Hall’s mother, Taun Hall, expressed her disappointment in a statement Friday, saying, “After nearly two long years of waiting anxiously for the conclusion of what we had hoped would be a thorough, unbiased, factually accurate investigation, we learned that there will be no justice and no accountability for the indefensible actions that resulted in our son’s death — at least not today.”
An attorney for Hall’s family, John Burris, said their next step would be to ask California Attorney General Rob Bonta and the US Justice Department to “step in and review this case.”
“We are not finished fighting for justice and accountability in the killing of Miles Hall,” Burris said.
CNN previously reported four of the five people who called 911 on the day of the shooting told dispatchers Hall had mental health problems, according to recordings released by police at the time.
According to the account of events outlined in a statement from the district attorney’s office Friday, police responded June 2, 2019, after they received emergency calls about a disturbance at the Walnut Creek home where Hall lived.
One call was made by one of Hall’s family members, the DA’s statement said, followed by neighbors and another witness.
Responding officers “were aware of a previous incident where Mr.

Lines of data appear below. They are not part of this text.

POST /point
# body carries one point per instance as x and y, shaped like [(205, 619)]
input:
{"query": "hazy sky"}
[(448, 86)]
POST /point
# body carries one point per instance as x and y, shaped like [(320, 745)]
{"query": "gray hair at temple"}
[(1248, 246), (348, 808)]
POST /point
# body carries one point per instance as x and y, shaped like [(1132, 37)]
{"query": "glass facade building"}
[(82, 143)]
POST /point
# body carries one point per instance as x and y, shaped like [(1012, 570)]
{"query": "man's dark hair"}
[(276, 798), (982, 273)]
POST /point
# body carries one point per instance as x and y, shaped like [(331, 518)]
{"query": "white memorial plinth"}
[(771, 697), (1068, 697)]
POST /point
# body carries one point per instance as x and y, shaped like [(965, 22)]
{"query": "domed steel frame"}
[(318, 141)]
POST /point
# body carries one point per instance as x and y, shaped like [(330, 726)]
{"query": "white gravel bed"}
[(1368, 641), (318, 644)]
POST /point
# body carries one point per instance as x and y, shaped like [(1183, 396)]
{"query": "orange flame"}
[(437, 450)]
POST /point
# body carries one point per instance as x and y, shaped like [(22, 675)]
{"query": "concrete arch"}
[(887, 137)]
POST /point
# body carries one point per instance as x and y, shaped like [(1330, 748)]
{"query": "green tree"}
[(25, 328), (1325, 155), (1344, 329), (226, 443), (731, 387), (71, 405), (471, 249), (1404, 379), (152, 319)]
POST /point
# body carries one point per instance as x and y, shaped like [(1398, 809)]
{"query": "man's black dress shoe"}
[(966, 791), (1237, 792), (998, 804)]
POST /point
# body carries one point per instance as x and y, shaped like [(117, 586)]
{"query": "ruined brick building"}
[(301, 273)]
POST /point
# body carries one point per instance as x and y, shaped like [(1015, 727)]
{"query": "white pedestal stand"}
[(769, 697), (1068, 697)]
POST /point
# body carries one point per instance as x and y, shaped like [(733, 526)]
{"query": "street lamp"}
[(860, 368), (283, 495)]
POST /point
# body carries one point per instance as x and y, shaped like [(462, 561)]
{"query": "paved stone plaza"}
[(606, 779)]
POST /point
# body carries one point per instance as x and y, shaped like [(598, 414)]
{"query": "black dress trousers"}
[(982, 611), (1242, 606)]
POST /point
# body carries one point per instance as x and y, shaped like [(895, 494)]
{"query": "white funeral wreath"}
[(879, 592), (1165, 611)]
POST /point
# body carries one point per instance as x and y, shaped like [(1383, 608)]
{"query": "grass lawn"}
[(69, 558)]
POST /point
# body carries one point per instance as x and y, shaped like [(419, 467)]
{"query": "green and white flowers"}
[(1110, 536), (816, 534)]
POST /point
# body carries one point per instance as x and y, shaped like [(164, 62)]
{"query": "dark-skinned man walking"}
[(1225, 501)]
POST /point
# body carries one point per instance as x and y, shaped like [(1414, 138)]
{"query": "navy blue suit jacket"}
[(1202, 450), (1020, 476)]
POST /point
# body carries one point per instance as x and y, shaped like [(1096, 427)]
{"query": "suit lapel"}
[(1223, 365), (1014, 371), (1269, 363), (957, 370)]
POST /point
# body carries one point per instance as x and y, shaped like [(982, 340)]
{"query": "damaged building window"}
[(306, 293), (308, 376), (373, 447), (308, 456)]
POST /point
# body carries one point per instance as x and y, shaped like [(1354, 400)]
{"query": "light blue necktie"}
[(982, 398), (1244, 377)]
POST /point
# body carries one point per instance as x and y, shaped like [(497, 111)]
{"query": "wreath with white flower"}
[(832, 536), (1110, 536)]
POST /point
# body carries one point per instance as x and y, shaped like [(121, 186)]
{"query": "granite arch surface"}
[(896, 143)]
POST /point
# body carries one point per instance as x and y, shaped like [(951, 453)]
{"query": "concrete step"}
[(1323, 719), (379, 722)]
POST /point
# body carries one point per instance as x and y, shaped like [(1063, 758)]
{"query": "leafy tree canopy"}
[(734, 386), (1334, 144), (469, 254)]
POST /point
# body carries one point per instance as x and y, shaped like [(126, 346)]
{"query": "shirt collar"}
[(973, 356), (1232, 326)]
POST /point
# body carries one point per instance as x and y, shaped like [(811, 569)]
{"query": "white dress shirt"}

Hall had brandished a knife at Walnut Creek police officers, and they used less than lethal force to take him into custody for a mental health hold,” the statement said.
Hall, who was reportedly carrying a “black steel digging tool” when police arrived, refused commands by the officers to drop the tool, the district attorney’s statement said. Hall then ran toward the officers, the statement said, and one officer fired bean bag rounds at Hall in an effort to stop him.
But “Mr. Hall continued to run in the officer’s direction despite being hit with less than lethal force,” the statement said. It was at this point that two officers “discharged their department issued handguns at Mr. Hall. Ultimately, Mr. Hall was struck by four rounds and fell to the ground.”
Officers restrained Hall and attempted first aid, but he was later pronounced dead at a local hospital, the district attorney’s statement said.
The city of Walnut Creek reached a $4 million settlement with the Hall family last year. And while Hall’s mother said it did not constitute justice for her son, it would allow the family to focus on its work on the Miles Hall Foundation, through which they have pushed for a reformed response to mental health emergencies.
“Justice will be when we are able to have a non-police response for the mentally ill, at least here to start in Contra Costa County,” Taun Hall said at the time. “And then, it could be something… throughout the nation.”
In a Friday news release from the city, Walnut Creek Mayor Kevin Wilk said the “past two years have been painful for our community.”
“Mental health is one of our society’s most serious crises and we must do whatever we can to provide immediate help to those who need it most,” Wilk said in a statement. “We will continue to work with the community to do whatever possible to prevent this type of tragedy from occurring again in Walnut Creek, and in the meantime we hope that all viewpoints are shared peacefully.”
The release said that in the months after the shooting, the police department purchased a “significant number of less-lethal devices” as well as enhanced body cameras.